Machine Learning techniques for Prediction of Rock Properties from Reservoir Well Logs
MetadataVis full innførsel
- Studentoppgaver (TN-IER) 
Estimation of reservoir parameters is important in reservoir evaluation and estimation of petroleum volume. Reservoir parameters such as oil saturation, water saturation and porosity are derived from petrophysical logs or time-consuming, expensive core analyses. Not all wells are cored in a field, and the number of fully cored wells and recovery is limited. In this study, a time-efficient and economical method to estimate oil saturation, water saturation and porosity is employed. An artificial neural network (ANN) model, a multilayer feedforward network (MLP) is developed to predict the reservoir parameters. The model is based on 1042 petrophysical log data, oil saturation and water saturation data, and 1697 petrophysical log data and porosity data from five wells in the Varg field, Central North Sea. The MLP model optimised using a backpropagating algorithm, the Levenberg-Marquardt algorithm. In the study, six wells are used in total. The sixth well is excluded from the data set of the calibrated model and employed to validate the performance of the calibrated models. Feature selection is conducted on the petrophysical logs in the study: Gamma-ray, Self-potential, Acoustic, Neutron porosity, bulk density, deep resistivity, and medium resistivity.
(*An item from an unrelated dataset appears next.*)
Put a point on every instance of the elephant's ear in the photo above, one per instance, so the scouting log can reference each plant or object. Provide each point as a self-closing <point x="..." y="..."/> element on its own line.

Feature selection aims to identify the most relevant petrophysical logs and remove those that are considered less relevant. The feature selection is conducted using correlation coefficients and a combination of trial-and-error and a stepwise regression approach. The estimated oil saturation shows a very weak linear (Pearson) and non-linear (Spearman and Distance) correlation (R2 (Pearson) = 0.1, R2 (Spearman)=0.17 and R2 (Distance)=0.11). The estimated water saturation shows weak linear (Pearson) and non-linear (Spearman and Distance) correlation (R2 (Pearson) = 0.29, R2 (Spearman)=0.41 and R2 (Distance)=0.40. The estimated porosity shows moderately strong linear (Pearson) and non-linear (Spearman and Distance) correlation (R2 (Pearson) = 0.67, R2 (Spearman)=0.45 and R2 (Distance)=0.74). The estimated parameters are not fully reliable on data outside the calibrated models data sets range, and the most reliable estimation is the porosity. Increasing the number of wells may increase the data set range and improve the accuracy of the models. For future works, by increasing the number of wells, the models can be employed and tested in other fields.